Saudi Arabia has planned on taking some serious steps in order to keep their economy alive. The vision that the country has set its eyes upon has some important reforms that need to be completed in a certain period of time. The country is more than ever determined to achieve the vision than it had ever been before.
In the light of these events, the Finance Minister Muhammad Al-Jadaan along with senior specialists and economic experts came to a decision that some reforms can be extendable up to 3 to 5 years if needed. He further said that the types of reforms whose time period is extended will be officially announced by the government.[irp]
The Finance Minister also pointed out the fact that if some reforms were extended then it would not affect the country’s economy and progress because the country has a strong enough credit capacity along with adequate reserves to support the economy and not let the riyal devalue.
He said that if an issue arises with a particular reform then the Ministry of Finance can handle this case. One of the reforms is that a dependent fee is imposed upon the expatriates.
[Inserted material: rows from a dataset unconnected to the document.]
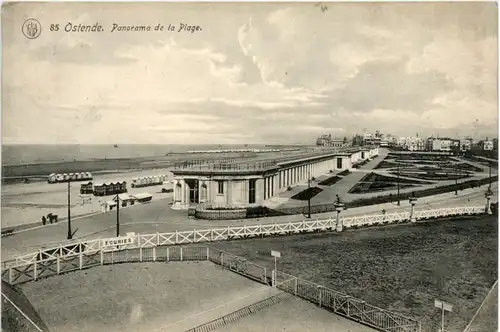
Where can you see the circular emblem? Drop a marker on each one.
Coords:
(31, 28)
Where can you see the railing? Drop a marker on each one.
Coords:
(243, 232)
(348, 306)
(334, 301)
(232, 166)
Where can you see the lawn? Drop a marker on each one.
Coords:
(307, 194)
(400, 268)
(136, 296)
(373, 182)
(330, 181)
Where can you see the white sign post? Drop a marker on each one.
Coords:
(275, 254)
(444, 307)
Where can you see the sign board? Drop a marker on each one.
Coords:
(275, 253)
(118, 241)
(443, 305)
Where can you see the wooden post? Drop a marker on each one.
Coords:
(81, 259)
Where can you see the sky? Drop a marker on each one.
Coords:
(254, 73)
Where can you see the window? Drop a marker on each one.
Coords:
(251, 191)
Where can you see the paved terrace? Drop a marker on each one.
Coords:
(157, 216)
(342, 187)
(264, 162)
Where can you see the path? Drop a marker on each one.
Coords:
(486, 318)
(159, 217)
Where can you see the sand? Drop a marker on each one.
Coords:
(138, 296)
(27, 203)
(294, 315)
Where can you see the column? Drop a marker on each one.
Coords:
(413, 202)
(265, 188)
(183, 192)
(229, 195)
(339, 207)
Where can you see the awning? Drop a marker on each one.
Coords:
(142, 196)
(123, 197)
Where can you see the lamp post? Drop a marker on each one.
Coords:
(488, 195)
(117, 216)
(309, 200)
(489, 176)
(399, 203)
(70, 235)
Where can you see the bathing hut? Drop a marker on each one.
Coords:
(86, 188)
(52, 178)
(143, 197)
(125, 199)
(100, 189)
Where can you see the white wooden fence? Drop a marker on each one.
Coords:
(242, 232)
(334, 301)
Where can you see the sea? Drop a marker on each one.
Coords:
(13, 155)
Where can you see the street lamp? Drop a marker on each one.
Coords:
(117, 216)
(70, 235)
(309, 200)
(399, 203)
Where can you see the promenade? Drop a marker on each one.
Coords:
(157, 216)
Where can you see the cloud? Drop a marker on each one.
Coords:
(256, 73)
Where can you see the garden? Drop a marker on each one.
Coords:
(373, 182)
(307, 194)
(401, 268)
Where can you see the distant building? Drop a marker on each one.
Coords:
(487, 145)
(327, 140)
(466, 145)
(443, 144)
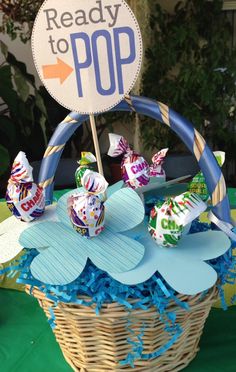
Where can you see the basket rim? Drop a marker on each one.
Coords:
(116, 310)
This became an issue for the majority as many expatriates have settled in Saudi Arabia along with their families and not all of them can pay the imposed dependent fee easily.
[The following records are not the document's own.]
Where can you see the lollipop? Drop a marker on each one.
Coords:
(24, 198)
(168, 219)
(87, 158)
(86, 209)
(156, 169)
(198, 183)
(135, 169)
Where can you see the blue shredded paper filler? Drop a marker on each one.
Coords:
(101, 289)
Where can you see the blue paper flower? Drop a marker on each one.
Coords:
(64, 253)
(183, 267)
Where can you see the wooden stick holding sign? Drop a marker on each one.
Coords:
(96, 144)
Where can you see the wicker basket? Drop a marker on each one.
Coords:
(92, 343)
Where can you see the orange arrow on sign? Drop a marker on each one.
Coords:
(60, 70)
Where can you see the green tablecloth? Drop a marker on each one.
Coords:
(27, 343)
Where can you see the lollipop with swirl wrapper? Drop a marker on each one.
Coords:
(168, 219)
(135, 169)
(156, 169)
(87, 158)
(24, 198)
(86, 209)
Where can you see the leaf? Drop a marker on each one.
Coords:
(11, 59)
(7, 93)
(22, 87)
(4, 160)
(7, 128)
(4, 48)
Legal experts have claimed that the Dependent’s fee is the responsibility of the employers, but not many employers are ready to pay the fee in the current financial crisis.
It is also important to mention here that the dependent fee is not applicable on all the expatriates living in Saudi Arabia. There are a few categories of Expatriates who are exempt from Dependent’s Fee.
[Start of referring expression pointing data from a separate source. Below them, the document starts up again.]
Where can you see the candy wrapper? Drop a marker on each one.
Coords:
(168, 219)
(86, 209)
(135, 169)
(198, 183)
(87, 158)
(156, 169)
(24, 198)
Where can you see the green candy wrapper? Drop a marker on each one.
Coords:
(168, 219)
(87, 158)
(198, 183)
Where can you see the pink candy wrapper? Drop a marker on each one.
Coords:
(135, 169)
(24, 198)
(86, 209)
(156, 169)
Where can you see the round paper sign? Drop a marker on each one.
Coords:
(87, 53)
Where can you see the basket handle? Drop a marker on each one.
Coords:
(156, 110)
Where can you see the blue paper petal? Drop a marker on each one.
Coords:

The Finance Minister said that if this reform creates an issue then giving it an extension will not be so difficult as the extra expenses would be covered by the money produced from rationalized government spending.
He said that to achieve the medium-term development level by 2019 or 2020 is much more important than reaching an economic balance. The ministry approved a large amount of money to stimulate the private sector up to 2020 (SR 20 billion) along with housing (SR 15 billion) and Industrial development fund (SR 25 billion).
This shows that the country indeed has adequate reserves and credential capacity and has the strength to postpone reforms like the expat dependents fee. It was a good step to mention postponing such a reform which was in the interest of the public but it did not turn out well for the expats.
The news had spread out that the dependent fee had been suspended but it was not to be, the minister denied such claims and the problem was not talked about again. Many expats could not afford the dependents fees either because their monthly wages were low or they had several dependents.
This had a rather negative impact as the expatriates with less income either moving out of the Kingdom once and for all or they are sending their families back to their own countries and moved to smaller apartments or condos which left many apartments and homes abandoned and empty for rent.
Moreover, the expats along with their families spent 70 to 80 percent of their income inside the country and send some back to their home but now they would be spending very less here and transferring more back to their families at home.
The problem might not stop here because if the dependent fee keeps on increasing then the problem will keep on increasing as well.